Menurut Ryamizard dalam sambutannya, Amirul Isnaeni dikenal sebagai seorang pekerja keras dan tidak banyak bicara. Ryamizard mengaku sangat kehilangan Isnaeni karena almarhum salah satu SDM intelijen terbaik yang dimiliki TNI-AD.

Dua bulan sebelumnya almarhum pernah menjalani operasi transplantasi hati di RS Gleneagles, Singapura. Menurut penuturan keluarga Amirul mulai sakit sejak beberapa hari setelah dilantik sebagai Panglima Kodam IV pada tanggal 13 Maret 2003. Sementara Kepala Penerangan Kodam IV/Diponegoro Letkol CAJ Agus Subroto mengatakan ketika pertama kali mengeluh sakit, Amirul sempat diperiksa kesehatannya oleh Kesehatan Kodam IV/Diponegoro. Kemudian sempat diperiksa di RSPAD Gatot Subroto, Jakarta sebelum dibawa ke RS Gleneagles Singapura.

Sementara Kasad Ryamizard mengatakan penyakit yang diderita almarhum sudah lama. “Almarhum mengidap penyakit yang dideritanya sejak masih berpangkat mayor. Hanya saja, ia tidak pernah merasakannya,” ucapnya.

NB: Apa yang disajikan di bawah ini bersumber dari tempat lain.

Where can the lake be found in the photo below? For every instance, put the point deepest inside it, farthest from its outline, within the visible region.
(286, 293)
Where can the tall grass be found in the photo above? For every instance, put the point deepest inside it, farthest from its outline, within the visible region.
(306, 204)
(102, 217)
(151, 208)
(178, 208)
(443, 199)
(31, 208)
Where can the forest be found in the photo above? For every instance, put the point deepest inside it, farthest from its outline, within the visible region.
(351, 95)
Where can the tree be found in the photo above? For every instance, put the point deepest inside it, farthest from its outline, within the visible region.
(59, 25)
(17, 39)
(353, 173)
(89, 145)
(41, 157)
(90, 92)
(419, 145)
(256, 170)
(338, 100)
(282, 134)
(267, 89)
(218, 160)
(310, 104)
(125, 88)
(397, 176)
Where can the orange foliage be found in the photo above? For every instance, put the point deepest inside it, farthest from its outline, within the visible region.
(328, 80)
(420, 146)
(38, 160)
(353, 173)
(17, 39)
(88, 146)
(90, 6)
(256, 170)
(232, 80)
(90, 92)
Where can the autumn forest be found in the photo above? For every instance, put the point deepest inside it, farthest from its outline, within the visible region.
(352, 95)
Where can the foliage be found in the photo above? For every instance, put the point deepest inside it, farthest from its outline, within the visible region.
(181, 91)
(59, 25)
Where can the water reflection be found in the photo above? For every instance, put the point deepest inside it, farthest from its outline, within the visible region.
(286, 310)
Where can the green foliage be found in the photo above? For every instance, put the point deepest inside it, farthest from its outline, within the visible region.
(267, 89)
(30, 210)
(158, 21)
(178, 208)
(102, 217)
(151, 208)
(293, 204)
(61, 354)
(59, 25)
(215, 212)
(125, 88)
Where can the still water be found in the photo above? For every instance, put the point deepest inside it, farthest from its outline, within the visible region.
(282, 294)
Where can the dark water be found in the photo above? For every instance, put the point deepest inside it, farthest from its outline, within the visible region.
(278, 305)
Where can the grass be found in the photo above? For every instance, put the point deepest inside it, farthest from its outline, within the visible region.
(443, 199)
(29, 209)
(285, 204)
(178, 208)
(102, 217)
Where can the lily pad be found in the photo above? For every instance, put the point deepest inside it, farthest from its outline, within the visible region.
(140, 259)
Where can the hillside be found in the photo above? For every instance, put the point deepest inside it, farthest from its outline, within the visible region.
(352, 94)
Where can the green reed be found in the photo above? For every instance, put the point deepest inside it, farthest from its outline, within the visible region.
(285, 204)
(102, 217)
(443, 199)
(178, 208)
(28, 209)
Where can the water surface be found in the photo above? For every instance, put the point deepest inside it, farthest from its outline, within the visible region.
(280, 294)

Pria kelahiran Madura tanggal 24 Maret 1952 ini lulus dari Akademi Angkatan Bersenjata Republik Indonesia (kini Akademi Militer) Magelang tahun 1975. Ia meninggalkan istri Hari Puji Lestari dan dua anak, Amir Harrry Wibowo (22) dan Handayani Amalia Isnaini (21)

Sebelum menjabat Panglima Kodam IV/Diponegoro pada 13 Maret 2003, ia menjabat Panglima Kodam VII/Wirabuana pada tahun 2002. Sebelumnya menjabat Danjen Kopassus pada tahun 2000, Komandan Pusat Intelijen Angkatan Darat pada tahun 1998 dan Komandan Komando Resor Militer (Korem) 071/Wijayakusuma, Purwokerto, tahun 1996.

Dalam korps baret merah, ia pernah menjalani sejumlah penugasan, antara lain sebagai Komandan Satuan Tugas Intel Aceh pada tahun 1993 dan sebagai Satuan Tugas Cendrawasih Irian Jaya pada tahun 1996. Sementara penugasan ke luar negeri antara lain penugasan ke Hawaii, Filipina, dan Singapura.

Advertisement

Ia telah dianugerahi lima tanda jasa yakni Bintang Kartika Eka Paksi Nararya III/Prestasi, Satya Lencana Seroja, Satya Lencana Seroja (Ulangan II, Satya Lencana GOM IX/Raksaka Dharma dan Satya Lencana GOM VII (Aceh).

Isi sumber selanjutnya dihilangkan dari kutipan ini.